KARAHAN BERLİN'DE AYAKTA ALKIŞLANDI
Devlet Opera ve Balesi Genel Müdürü Tenor Murat Karahan, dünya çapında gururumuz olmaya devam ediyor. Sanatçı, önceki gün 'Turandot Operası' ile Berlin'de ayakta alkışlandı. Karahan'ı, klasik müzik tarihinin efsanelerinden biri olan Zubin Mehta da izledi. Konser öncesi Karahan, Mehta ile çektirdiği fotoğrafı sosyal medyadan paylaştı. Ayrıca Karahan, 13. Uluslararası İstanbul Opera Festivali'nde 20 Temmuz'da 'Tosca' operasıyla sahneye çıkacak. Karahan'ın "Dünyanın gelmiş geçmiş en iyi sopranolarından, en muhteşem Tosca'larından biri" diye lanse ettiği Angela Gheorghiu, temsilde kendisine eşlik edecek.
CAZ VE GASTRONOMİ BİR ARADA
Dalaman'daki bir otelde Gastrojazz temalı bir etkinlik düzenlendi.
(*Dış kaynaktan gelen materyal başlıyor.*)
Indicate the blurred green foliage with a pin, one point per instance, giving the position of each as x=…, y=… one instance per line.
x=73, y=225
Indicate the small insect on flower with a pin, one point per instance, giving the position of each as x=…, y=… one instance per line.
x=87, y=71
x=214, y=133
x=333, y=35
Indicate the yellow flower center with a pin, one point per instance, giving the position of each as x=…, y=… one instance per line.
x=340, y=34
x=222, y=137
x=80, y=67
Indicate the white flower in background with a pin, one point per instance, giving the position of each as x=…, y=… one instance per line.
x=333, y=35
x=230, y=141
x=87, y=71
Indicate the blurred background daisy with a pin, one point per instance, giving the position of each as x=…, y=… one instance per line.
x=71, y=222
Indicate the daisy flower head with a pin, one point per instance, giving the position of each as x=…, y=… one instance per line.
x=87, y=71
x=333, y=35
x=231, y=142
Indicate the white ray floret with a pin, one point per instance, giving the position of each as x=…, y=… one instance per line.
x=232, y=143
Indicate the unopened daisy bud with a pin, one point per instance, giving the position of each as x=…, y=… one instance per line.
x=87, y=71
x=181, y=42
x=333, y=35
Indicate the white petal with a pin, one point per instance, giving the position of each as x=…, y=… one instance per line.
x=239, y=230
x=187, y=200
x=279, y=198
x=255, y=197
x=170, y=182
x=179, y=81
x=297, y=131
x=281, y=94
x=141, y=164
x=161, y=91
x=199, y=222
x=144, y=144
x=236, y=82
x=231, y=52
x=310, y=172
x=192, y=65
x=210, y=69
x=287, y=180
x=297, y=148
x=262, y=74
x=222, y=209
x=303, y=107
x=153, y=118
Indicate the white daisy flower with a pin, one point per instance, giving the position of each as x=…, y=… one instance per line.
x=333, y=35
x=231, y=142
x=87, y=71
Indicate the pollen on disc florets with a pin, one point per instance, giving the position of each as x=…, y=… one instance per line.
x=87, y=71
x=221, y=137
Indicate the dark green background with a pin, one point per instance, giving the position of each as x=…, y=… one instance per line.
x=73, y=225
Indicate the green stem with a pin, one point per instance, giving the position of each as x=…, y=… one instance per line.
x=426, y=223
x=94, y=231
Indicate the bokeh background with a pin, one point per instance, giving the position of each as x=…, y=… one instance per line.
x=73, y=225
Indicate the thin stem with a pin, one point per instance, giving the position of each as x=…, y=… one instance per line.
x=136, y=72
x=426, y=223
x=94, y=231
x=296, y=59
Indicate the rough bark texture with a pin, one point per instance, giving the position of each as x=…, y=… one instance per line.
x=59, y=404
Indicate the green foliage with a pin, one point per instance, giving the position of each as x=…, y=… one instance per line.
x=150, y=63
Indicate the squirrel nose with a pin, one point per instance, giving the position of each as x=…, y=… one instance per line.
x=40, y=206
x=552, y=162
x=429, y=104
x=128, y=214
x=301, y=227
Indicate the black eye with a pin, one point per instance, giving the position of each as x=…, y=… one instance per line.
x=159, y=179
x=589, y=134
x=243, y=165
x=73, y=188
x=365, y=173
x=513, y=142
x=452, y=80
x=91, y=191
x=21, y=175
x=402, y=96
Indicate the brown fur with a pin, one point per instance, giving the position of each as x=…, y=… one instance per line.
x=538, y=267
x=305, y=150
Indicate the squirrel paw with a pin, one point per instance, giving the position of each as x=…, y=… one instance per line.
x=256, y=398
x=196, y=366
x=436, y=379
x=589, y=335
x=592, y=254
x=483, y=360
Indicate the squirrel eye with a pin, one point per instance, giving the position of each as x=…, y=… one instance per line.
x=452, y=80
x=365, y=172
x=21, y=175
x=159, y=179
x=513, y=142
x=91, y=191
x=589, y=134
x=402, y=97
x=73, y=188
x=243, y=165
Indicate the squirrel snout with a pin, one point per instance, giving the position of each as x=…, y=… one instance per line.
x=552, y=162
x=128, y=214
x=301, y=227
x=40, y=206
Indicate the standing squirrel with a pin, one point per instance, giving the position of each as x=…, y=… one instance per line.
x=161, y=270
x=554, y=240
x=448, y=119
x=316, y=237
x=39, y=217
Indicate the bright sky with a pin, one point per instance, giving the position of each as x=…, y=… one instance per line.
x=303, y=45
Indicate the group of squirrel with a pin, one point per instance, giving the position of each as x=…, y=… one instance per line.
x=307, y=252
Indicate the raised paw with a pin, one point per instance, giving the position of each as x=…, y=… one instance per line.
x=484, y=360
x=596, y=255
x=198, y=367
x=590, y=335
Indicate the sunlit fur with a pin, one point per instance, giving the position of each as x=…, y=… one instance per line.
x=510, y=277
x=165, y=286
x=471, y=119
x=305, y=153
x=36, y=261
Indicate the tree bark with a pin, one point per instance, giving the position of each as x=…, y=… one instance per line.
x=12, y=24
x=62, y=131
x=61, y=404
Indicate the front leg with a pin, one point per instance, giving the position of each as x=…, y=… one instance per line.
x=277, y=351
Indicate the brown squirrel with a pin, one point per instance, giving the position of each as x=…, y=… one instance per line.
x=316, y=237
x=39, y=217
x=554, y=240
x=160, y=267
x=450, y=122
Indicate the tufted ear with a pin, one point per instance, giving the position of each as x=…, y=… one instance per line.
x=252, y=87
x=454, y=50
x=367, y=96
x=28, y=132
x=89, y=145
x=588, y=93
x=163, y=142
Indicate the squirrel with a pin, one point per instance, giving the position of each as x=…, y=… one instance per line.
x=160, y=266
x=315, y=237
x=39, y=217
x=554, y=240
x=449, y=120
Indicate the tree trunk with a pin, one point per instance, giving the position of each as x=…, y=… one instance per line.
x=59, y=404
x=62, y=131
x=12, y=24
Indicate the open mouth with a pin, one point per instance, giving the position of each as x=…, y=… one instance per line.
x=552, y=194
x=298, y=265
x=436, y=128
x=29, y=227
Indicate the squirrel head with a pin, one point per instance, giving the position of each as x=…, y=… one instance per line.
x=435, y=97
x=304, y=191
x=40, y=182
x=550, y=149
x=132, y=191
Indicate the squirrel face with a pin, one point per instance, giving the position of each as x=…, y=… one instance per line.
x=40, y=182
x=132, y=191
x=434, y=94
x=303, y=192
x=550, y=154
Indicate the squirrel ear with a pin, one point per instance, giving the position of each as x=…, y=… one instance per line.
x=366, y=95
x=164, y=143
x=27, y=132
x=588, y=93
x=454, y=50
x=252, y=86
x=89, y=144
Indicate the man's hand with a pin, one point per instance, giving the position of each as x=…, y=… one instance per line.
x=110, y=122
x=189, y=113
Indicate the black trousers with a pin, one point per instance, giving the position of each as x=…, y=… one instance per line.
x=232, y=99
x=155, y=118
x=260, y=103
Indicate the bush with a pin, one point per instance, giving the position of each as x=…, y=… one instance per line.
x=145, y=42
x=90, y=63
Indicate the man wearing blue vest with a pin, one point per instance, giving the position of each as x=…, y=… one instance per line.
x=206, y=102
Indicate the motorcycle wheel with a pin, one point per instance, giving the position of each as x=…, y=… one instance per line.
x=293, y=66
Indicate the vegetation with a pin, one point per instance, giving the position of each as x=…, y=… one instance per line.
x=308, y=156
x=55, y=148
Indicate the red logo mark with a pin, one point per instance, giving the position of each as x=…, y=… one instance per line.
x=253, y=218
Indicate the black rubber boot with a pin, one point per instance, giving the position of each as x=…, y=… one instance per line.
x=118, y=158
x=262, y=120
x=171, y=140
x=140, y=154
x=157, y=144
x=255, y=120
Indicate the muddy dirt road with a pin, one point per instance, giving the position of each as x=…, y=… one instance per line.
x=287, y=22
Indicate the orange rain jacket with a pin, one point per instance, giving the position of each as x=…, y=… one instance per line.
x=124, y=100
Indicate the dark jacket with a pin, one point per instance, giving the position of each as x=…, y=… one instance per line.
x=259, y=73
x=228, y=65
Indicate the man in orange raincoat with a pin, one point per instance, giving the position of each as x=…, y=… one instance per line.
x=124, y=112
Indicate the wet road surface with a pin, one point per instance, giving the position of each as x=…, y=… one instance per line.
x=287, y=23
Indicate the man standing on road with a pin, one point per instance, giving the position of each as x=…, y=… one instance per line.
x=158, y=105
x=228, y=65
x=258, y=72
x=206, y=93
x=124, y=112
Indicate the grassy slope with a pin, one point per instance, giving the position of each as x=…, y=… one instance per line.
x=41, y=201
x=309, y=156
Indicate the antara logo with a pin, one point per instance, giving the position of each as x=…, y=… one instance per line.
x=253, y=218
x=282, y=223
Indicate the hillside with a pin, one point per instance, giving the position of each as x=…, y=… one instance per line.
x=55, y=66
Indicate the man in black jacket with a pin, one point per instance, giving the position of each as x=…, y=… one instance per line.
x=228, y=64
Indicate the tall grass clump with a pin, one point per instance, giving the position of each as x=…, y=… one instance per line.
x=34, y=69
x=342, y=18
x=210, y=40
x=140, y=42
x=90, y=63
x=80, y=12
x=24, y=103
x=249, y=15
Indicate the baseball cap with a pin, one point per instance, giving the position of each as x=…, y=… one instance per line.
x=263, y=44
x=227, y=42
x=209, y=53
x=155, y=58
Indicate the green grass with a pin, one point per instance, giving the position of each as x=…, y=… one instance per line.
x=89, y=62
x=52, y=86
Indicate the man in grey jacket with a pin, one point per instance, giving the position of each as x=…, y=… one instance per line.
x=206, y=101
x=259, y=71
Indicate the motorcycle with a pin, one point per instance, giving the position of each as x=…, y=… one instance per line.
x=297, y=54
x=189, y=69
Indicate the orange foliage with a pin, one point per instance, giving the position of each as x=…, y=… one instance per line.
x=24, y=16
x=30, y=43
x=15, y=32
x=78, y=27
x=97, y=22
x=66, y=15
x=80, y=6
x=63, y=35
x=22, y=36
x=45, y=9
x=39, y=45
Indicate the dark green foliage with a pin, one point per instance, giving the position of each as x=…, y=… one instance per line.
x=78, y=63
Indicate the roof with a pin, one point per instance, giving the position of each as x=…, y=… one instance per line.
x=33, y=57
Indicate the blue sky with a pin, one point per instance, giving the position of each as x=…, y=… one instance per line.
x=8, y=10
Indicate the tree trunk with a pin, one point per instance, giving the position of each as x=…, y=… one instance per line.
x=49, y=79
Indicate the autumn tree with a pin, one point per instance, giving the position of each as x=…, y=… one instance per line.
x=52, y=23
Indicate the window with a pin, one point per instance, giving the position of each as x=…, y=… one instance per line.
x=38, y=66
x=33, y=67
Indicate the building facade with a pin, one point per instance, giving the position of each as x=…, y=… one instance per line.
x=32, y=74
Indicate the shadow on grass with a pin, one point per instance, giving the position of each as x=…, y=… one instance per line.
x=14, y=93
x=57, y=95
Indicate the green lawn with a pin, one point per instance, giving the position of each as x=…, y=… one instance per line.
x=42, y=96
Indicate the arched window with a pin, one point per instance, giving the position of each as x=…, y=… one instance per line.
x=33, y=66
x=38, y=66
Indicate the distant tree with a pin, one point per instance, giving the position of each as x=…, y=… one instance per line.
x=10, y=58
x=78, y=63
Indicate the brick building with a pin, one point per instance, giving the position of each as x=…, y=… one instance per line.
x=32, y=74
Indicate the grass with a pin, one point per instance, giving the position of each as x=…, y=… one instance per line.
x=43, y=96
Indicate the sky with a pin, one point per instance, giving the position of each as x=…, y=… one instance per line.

Müzik ile yemeğin bir arada buluştuğu organizasyonda Ferit Odman, Eylül Ergül, Ozan Musluoğlu, Serdar Barçın, Su İdil gibi caz sanatçıları performans sergilerken ayrıca cazın geçmişi ve kültürü üzerine bir sohbet de gerçekleştirildi. Otel müdürü Tunç Batum, önümüzdeki haftalarda Türk-Yunan mutfağını ve müziğini bir araya getiren 'İki Yaka Bir Mutfak' adlı etkinlik gerçekleştirileceğini söyledi.